Londres abrió una nueva página en la relación entre el Reino Unido y Francia con la primera bilateral entre el premier británico y Emmanuel Macron, una cita que dejó la imagen de un “entendimiento amistoso” y la señal política que ambos gobiernos buscaban tras años de tensiones posbrexit. Más allá de la cortesía diplomática, el mensaje central fue claro: Londres y París quieren dejar atrás la lógica del distanciamiento y volver a coordinarse en asuntos que hoy pesan sobre la seguridad y la estabilidad de Europa.

Según informó clarin colombia, Burnham resaltó los resultados positivos de la cooperación entre ambos países en Ucrania, en la gestión de la inmigración y en el acercamiento del Reino Unido con la Unión Europea. No es un dato menor. La guerra en territorio ucraniano ha devuelto protagonismo a las alianzas clásicas de Europa occidental, mientras que la presión migratoria en el Canal de la Mancha sigue siendo uno de los temas más sensibles en la política interna británica y francesa. En ese tablero, cualquier gesto de coordinación entre Londres y París tiene impacto inmediato, tanto en la diplomacia como en la agenda doméstica de ambos gobiernos.

El trasfondo de esta reunión es el desgaste que dejó el Brexit, que no solo alteró la relación del Reino Unido con Bruselas, sino que también enfrió su vínculo con socios históricos como Francia. Durante años, la discusión se concentró en controles fronterizos, pesca, seguridad y migración irregular, asuntos que alimentaron una narrativa de desencuentro permanente. Por eso esta primera bilateral importa más que por la ceremonia: sugiere que el pragmatismo está ganando espacio sobre la confrontación, en un momento en que Europa enfrenta amenazas externas y presiones internas que exigen coordinación real. Para la gente de a pie, eso puede traducirse en más cooperación en fronteras, mayor previsibilidad en el comercio y una postura común frente a la guerra en Ucrania.

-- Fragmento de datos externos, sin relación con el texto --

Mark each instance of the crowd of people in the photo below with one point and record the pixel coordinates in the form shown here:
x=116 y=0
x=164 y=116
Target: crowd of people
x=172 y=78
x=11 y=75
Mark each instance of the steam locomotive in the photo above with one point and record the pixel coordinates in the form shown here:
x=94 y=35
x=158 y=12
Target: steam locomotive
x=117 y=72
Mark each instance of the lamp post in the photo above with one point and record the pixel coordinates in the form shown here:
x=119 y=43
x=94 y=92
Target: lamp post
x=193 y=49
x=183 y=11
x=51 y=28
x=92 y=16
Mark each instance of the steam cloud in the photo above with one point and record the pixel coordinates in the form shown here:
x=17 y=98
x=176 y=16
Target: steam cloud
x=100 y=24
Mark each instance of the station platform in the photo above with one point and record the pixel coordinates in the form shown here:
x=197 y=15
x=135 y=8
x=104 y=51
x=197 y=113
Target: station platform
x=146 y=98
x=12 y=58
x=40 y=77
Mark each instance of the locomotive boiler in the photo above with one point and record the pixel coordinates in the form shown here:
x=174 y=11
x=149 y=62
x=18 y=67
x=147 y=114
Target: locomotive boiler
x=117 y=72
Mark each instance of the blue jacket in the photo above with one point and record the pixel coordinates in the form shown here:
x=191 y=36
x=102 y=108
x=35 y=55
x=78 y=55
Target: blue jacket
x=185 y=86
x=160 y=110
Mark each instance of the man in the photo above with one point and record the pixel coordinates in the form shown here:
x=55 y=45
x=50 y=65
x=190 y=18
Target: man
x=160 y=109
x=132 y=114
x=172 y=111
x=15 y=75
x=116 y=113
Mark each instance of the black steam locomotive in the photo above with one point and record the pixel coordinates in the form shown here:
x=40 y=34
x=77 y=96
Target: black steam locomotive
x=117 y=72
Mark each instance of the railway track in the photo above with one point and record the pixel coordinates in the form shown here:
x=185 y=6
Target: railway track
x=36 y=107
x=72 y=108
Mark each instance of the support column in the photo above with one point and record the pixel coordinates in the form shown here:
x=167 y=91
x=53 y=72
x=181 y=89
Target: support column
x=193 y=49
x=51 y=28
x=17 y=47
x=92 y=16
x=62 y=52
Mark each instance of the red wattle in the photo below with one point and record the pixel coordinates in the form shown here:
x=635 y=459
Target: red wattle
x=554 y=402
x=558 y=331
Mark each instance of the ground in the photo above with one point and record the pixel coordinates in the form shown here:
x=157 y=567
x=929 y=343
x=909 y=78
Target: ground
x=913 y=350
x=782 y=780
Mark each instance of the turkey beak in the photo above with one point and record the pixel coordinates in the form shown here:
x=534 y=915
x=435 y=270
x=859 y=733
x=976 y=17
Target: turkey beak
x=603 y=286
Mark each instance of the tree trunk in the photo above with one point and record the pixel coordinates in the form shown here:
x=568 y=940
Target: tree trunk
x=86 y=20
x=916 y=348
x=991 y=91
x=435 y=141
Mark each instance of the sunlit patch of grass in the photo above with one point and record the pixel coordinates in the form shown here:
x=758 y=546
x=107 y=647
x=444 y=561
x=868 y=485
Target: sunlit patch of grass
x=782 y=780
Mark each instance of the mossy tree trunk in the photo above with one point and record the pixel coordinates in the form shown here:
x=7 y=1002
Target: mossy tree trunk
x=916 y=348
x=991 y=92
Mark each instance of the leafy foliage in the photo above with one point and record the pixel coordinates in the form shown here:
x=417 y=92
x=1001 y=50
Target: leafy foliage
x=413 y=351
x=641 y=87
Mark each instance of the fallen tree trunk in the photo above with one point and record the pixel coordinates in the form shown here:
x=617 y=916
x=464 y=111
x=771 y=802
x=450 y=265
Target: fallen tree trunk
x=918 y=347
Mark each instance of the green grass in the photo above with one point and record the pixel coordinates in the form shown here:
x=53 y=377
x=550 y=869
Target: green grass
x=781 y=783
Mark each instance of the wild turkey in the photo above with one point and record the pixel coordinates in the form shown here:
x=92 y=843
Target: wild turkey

La imagen de Londres y París tratando de recomponer puentes también tiene un valor político más amplio. El Reino Unido necesita demostrar que el Brexit no lo condenó al aislamiento, y Francia entiende que sin una interlocución fluida con Londres es más difícil administrar crisis que cruzan el Atlántico y el Canal. Si esta sintonía se sostiene, la reunión podría ser el inicio de una relación menos ideológica y más funcional, una especie de posbrexit maduro que hoy parece más necesidad que elección.